Eileen Murray of Bennington never would have guessed that she was having a heart attack. She was just 33. She awoke in the middle of the night to the cry of her daughter Brianna, who was just 5 days old. Eileen went to the bassinet and picked Brianna up. It was about time for her 1 a.m. feeding. It was just then, she felt a stabbing pain in her back.
“It was so intense, I worried that I was going to drop her,” Eileen says, now 14 years later.
She set Brianna down on the bed as the pain moved around her shoulder to her chest. She felt cold and clammy, then dizzy and nauseated, then hot and short of breath.
“I laid on the bathroom floor, because the coolness of it felt good,” Eileen says.
Eileen’s husband Larry called her OB/Gyn, who directed Eileen straight to the Emergency Department at Southwestern Vermont Medical Center. Eileen’s mother Anna was called in to watch Brianna while Larry drove Eileen to the hospital for the second time that week. The Emergency Department was ready when she arrived.

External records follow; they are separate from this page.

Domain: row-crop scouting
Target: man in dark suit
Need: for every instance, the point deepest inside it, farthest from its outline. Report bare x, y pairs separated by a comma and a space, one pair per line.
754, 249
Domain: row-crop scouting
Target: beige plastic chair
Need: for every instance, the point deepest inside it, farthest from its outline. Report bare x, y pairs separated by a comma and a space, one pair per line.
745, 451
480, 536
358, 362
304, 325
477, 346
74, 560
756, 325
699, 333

“The symptoms had started to subside, and I felt a little silly as they hooked me up to all the machines,” Eileen says. “My husband was shocked when they told him they thought I was having a heart attack. That was the last thing on our minds.”
Eileen was being monitored when the second wave of heart attack symptoms took hold. She stopped breathing and lost consciousness.

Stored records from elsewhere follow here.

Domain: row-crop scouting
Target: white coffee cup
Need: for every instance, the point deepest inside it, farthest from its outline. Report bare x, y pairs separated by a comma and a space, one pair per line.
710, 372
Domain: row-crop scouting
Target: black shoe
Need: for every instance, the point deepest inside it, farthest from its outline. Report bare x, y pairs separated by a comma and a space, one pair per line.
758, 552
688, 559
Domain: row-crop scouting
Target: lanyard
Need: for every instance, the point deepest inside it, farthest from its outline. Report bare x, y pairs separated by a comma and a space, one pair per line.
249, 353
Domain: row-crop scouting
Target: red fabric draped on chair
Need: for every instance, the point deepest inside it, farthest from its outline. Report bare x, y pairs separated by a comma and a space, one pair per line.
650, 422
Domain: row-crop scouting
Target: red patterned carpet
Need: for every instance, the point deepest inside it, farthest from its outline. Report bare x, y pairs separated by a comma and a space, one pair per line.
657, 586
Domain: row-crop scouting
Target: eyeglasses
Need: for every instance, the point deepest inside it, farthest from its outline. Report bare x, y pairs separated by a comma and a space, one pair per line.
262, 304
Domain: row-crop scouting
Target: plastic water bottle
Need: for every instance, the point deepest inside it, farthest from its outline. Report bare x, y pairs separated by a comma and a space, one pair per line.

Cardiologist Dr. Scott Rogge was there, too. He could see from the EKG and the Echocardiogram, an ultrasound that shows the heart beating, that Eileen’s heart had developed a fast and in a chaotic pattern called ventricular tachycardia. It occasionally occurs when the heart isn’t getting enough blood. Dr. Rogge knew that she would die without a shock to reset the heart rhythm.
“Eileen’s daughter is the same age as my kids. In that moment, I was thinking of how terrible it would be to lose this young mother,” Dr. Rogge says.
Thirty seconds passed as the team shocked Eileen’s heart and tried to revive her. Eileen remembers waking to a nurse yelling, “Eileen, can you hear me?”
“The nurse was so relieved when I answered; I thought she was going to cry,” Eileen says.
Eileen went on to Albany Medical Center for three days of tests and monitoring, then back to Southwestern Vermont Medical Center for three more days. The clot that had barreled through Eileen’s heart had broken up without any need for surgery, but it caused a lot of damage.
Eileen attended the Cardiac Rehabilitation Program at SVMC and still takes cardiac medication. She has blood tests once a month and visits Dr. Rogge once a year for an echocardiogram.
“Over the years, Eileen has brought Brianna with her to her appointments at the office. We’ve watched her grow up,” Dr. Rogge says. “It’s a happy occasion to see that they are both doing so well.”
Eileen tells her story often with the goal of educating the people she knows.
“If you feel pain in your chest, don’t mess around. Go to the Emergency Room. Even if it turns out to be indigestion, it is better to have gone for nothing than to have a heart attack that can’t be treated in time.”
Dr. Rogge echoes those thoughts.
“The public has been well educated to recognize the pressure in the chest and pain in the left arm that are associated with heart attacks in men. Often, women don’t get those symptoms,” Rogge said. “Don’t ignore jaw pain, nausea, sweating, and symptoms like those Eileen experienced. They can be heart attack symptoms too, and getting help in time can be lifesaving.”
Eileen thanks her daughter who woke her up that night, the nurses in the Emergency Department, and Dr. Rogge.
“Those nurses and Dr. Rogge are my angels,” Eileen says. “And I tell my daughter all the time that she saved my life. If she hadn’t woke me up, I could have died.”